The defendant appeared on charges of causing unnecessary endangerment and failing to give way to and keep clear of a manned aircraft. He had flown a drone that collided in mid-air with a paraglider. The paraglider was forced to make an emergency landing and the pilot was able to escape without injury.
The defendant defended the charges, arguing that he had taken proper care by becoming familiar with safe drone operation, and taking care to check that he was flying his drone in uncontrolled airspace and that there were no hazards in the area. The defendant had not been aware that the area was popular with paragliders; upon arriving he noticed several paragliders in flight but until the collision occurred, he had believed that they were flying in an area separate to where he was operating his drone.
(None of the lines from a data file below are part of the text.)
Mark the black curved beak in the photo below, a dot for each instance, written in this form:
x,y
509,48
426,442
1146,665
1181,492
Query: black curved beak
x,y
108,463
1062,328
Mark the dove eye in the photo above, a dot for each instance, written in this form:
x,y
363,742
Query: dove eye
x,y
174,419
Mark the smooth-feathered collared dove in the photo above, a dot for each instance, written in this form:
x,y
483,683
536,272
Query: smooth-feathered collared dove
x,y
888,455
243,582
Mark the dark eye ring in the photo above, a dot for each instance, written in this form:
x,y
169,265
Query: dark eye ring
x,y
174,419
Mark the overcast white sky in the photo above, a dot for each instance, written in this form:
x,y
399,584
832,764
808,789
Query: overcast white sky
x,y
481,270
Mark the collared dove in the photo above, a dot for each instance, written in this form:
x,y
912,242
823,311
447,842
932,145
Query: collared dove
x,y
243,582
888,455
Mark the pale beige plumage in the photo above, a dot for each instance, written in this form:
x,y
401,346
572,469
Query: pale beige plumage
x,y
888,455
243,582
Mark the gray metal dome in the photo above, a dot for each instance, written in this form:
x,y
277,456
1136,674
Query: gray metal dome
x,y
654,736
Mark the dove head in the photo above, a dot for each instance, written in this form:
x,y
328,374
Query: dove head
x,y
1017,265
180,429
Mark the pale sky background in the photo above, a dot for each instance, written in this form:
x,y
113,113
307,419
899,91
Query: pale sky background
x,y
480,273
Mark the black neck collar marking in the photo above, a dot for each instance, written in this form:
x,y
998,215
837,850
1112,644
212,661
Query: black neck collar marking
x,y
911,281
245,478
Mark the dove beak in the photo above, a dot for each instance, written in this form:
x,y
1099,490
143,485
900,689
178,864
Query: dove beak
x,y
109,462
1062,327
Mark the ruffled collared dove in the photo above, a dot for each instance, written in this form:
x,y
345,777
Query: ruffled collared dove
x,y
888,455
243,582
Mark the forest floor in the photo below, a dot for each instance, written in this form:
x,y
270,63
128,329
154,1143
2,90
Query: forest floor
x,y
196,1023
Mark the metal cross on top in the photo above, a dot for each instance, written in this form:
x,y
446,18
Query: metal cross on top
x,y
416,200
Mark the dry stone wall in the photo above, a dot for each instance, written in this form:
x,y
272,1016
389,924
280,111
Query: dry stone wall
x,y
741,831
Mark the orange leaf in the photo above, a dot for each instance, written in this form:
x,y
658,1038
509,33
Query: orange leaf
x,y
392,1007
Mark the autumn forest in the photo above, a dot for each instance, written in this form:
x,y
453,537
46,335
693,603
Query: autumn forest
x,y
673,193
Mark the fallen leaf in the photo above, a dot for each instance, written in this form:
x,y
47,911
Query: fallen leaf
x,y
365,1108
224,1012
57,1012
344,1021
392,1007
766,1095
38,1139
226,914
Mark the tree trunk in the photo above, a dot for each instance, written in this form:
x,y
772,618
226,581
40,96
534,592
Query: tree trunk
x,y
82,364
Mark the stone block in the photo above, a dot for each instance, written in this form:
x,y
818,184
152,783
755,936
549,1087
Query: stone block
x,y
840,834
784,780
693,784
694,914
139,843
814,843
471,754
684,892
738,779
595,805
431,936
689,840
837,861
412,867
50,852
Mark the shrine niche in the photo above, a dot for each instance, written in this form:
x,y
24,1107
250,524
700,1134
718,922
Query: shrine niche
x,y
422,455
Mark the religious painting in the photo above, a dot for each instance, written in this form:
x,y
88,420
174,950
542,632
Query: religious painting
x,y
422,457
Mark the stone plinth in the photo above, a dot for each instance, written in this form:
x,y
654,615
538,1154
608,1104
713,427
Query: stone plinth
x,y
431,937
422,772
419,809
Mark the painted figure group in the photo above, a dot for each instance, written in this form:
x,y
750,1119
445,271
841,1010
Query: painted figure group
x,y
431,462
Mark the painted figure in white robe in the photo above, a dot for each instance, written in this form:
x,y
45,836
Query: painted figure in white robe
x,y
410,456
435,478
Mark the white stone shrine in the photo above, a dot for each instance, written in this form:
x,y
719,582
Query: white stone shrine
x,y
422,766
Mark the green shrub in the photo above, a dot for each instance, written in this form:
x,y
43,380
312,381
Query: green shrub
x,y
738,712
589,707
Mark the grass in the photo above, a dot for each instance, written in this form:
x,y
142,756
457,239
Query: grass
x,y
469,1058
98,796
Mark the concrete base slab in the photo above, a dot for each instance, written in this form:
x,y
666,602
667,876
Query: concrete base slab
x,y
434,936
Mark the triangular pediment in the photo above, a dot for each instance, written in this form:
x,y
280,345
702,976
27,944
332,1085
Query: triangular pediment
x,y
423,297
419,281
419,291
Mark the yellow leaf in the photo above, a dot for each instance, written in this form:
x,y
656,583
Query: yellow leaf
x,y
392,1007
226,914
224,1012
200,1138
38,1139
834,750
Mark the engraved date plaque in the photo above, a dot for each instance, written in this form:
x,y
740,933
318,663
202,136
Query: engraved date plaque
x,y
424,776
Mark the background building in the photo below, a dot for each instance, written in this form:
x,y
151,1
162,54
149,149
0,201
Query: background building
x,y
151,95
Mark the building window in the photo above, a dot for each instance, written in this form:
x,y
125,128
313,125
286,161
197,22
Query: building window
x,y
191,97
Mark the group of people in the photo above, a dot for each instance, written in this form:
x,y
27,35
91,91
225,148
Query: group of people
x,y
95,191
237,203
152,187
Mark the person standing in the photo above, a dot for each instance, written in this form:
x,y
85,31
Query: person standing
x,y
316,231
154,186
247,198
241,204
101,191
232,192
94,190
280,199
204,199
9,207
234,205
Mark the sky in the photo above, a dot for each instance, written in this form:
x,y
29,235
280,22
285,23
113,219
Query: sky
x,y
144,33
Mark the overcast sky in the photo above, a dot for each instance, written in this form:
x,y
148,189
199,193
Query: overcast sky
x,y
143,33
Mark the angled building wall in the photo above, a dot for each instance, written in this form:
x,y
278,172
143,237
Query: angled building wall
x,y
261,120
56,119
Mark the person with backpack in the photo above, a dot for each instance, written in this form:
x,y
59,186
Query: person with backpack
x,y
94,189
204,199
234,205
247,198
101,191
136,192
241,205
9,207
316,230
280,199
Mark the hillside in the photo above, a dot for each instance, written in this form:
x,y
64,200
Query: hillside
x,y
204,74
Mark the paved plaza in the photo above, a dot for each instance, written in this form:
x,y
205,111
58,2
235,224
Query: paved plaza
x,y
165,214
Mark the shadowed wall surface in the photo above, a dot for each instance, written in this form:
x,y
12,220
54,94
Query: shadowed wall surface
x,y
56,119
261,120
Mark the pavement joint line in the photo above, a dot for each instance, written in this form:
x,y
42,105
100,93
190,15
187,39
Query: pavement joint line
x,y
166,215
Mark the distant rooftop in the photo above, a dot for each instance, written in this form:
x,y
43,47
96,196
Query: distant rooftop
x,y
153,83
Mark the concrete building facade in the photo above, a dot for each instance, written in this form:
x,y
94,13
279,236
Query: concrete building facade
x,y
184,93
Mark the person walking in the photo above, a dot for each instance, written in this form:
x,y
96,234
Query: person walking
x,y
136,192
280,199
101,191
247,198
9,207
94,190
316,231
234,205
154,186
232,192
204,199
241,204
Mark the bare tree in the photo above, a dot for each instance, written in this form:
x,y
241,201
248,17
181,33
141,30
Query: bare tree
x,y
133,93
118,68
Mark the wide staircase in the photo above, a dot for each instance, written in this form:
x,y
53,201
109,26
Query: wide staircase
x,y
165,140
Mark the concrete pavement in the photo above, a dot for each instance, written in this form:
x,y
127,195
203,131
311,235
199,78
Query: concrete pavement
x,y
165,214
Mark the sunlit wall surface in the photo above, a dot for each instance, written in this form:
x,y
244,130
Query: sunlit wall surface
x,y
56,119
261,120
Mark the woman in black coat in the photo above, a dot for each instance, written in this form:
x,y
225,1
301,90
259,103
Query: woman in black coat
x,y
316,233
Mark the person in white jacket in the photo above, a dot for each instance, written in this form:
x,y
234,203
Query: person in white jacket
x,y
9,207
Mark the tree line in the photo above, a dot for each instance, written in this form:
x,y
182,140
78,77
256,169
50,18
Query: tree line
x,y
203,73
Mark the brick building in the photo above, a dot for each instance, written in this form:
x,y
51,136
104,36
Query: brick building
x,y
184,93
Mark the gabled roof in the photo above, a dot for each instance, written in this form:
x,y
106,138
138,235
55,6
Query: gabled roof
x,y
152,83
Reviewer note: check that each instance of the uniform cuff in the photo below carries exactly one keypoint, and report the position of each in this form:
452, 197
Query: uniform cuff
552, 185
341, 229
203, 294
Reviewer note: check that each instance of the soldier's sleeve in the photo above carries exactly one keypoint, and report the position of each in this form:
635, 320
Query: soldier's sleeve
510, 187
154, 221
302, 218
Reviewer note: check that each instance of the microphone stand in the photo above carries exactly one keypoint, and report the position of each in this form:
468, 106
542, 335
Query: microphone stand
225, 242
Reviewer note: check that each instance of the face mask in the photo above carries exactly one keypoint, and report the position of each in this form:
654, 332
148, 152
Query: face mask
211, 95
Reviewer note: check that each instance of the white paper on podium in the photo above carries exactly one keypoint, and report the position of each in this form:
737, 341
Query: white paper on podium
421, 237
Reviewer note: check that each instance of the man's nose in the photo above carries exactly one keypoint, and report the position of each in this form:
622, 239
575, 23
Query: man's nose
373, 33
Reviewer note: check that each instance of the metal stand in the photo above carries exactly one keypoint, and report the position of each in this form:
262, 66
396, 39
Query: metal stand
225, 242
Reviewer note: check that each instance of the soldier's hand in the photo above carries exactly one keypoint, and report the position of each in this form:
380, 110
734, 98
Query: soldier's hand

The Court rejected the defendant's argument that a website that he had consulted should have warned him of paragliders in the area. The defendant had an obligation to become familiar with the Civil Aviation Rules, which would have led him to become aware of the hazard. In any case, the defendant had failed to take notice of what was happening around him while he was flying his drone. He had spent too much time watching the drone on the operator screen display and too little actually watching the drone in the air. Had he done so he would have been able to remain clear of the paraglider. The Court found both charges proved.